I left many good friends in Louisville: seminary friends, church friends, and work friends. There was such blessings. Moving here, I realized very quickly how difficult it is to make friends as an adult. Especially in a small town unfamiliar with transplants; people have their families and their friends they've known since grade school. Circles are pretty much closed.
I've been praying and asking you to pray for a friend for the past 2.5 years. There have been many times where I felt the Lord potentially answering that prayer, but then been left disappointed when a new acquaintance remained just that - an acquaintance. It's been difficult to trust the Lord's plan for my loneliness. There have been tears, arguments with James (loneliness makes you slightly irrational), way too many hours on facebook, and plain anger. My emotions about it have been doubled, because not only did I crave a friendship but I wanted that for Hudson as well - a friend for me with kid(s) Hudson's age so he'd have friend(s), too.
But the Lord has also used it to teach me to relay on him and that He is good, even when not answering my prayers in the way I wanted. A lesson I'm still learning daily.
Recently, a new believing couple has started attending our church. They have soon-to-be 3 kids - a girl 4 months older than Hudson and a boy 1.5 younger than Hudson, and #3 on the way! It's been such a blessing to have playdates, commiserate over messy toddler-run homes, and laugh wearily about the struggles of being a mama and wife.
So I'm writing this blog as a prayer of thank you to the Lord for my new friend. He is a good God and the giver of good gifts. Whether this friendship lasts a brief season or a long time, I hope to enjoy it and remember my sweet Jesus who has blessed me with it.
"In friendship...we think we have chosen our peers.

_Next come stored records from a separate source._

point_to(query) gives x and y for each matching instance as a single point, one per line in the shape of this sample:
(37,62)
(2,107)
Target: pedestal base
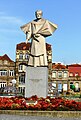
(36,81)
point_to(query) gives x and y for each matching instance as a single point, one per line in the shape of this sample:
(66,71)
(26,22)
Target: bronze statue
(37,30)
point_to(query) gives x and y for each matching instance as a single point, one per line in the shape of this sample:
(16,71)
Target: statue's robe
(37,31)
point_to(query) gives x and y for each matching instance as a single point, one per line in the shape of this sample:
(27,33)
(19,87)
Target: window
(3,84)
(3,72)
(71,74)
(20,67)
(21,79)
(65,74)
(64,87)
(22,90)
(27,56)
(60,74)
(59,87)
(11,72)
(76,74)
(49,57)
(20,56)
(54,74)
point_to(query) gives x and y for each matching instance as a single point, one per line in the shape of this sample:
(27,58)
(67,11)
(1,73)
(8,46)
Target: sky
(66,40)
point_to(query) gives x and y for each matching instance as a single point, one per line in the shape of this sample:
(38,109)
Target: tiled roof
(24,46)
(74,65)
(58,66)
(5,57)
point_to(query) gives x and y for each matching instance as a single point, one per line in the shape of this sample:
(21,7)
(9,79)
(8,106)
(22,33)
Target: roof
(74,65)
(24,46)
(5,57)
(58,66)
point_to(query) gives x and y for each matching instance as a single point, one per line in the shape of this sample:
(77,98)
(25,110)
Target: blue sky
(66,41)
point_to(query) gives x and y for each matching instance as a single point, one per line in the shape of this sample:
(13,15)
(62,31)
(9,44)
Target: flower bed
(20,103)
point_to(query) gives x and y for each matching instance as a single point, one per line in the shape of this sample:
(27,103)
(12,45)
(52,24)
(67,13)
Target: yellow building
(7,71)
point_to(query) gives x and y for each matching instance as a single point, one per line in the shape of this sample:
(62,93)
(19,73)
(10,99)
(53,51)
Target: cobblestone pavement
(17,117)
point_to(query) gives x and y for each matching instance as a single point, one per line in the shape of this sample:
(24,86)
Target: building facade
(75,77)
(7,71)
(59,81)
(22,56)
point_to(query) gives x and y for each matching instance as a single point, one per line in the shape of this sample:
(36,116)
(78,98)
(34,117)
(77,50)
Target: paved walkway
(17,117)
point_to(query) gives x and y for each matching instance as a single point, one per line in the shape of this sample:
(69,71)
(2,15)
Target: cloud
(10,19)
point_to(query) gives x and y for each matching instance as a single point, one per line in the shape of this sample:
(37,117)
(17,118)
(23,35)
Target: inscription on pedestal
(36,81)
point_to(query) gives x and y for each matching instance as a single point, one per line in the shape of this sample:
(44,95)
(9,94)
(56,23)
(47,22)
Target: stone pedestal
(36,81)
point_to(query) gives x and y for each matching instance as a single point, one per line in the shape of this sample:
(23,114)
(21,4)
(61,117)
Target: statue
(37,30)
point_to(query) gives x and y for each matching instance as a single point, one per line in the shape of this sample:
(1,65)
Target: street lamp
(13,84)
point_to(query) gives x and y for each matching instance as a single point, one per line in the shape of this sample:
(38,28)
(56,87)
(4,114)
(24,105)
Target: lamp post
(13,84)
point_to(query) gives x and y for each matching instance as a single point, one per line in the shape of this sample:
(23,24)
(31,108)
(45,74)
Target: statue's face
(38,14)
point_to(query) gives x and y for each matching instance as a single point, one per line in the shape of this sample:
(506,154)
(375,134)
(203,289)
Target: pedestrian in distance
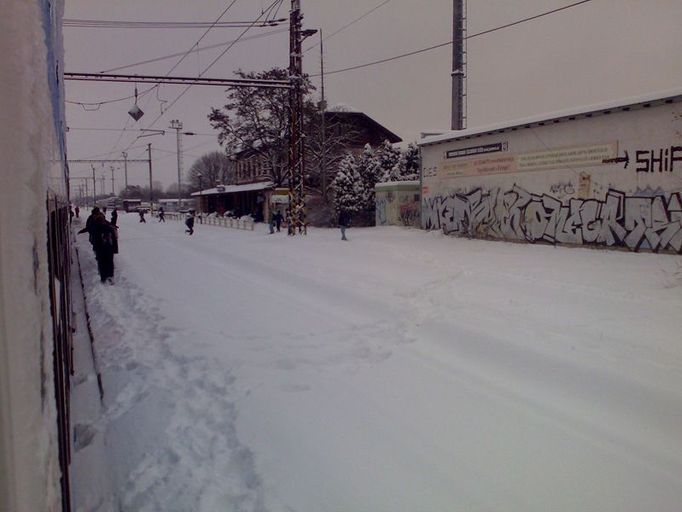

In reality a few years' difference in the dates of our births, a few more miles between certain houses, the choice of one university instead of another...the accident of a topic being raised or not raised at a first meeting--any of these chances might have kept us apart. But, for a Christian, there are, strictly speaking no chances. A secret master of ceremonies has been at work. Christ, who said to the disciples, "Ye have not chosen me, but I have chosen you," can truly say to every group of Christian friends, "Ye have not chosen one another but I have chosen you for one another." The friendship is not a reward for our discriminating and good taste in finding one another out. It is the instrument by which God reveals to each of us the beauties of others.”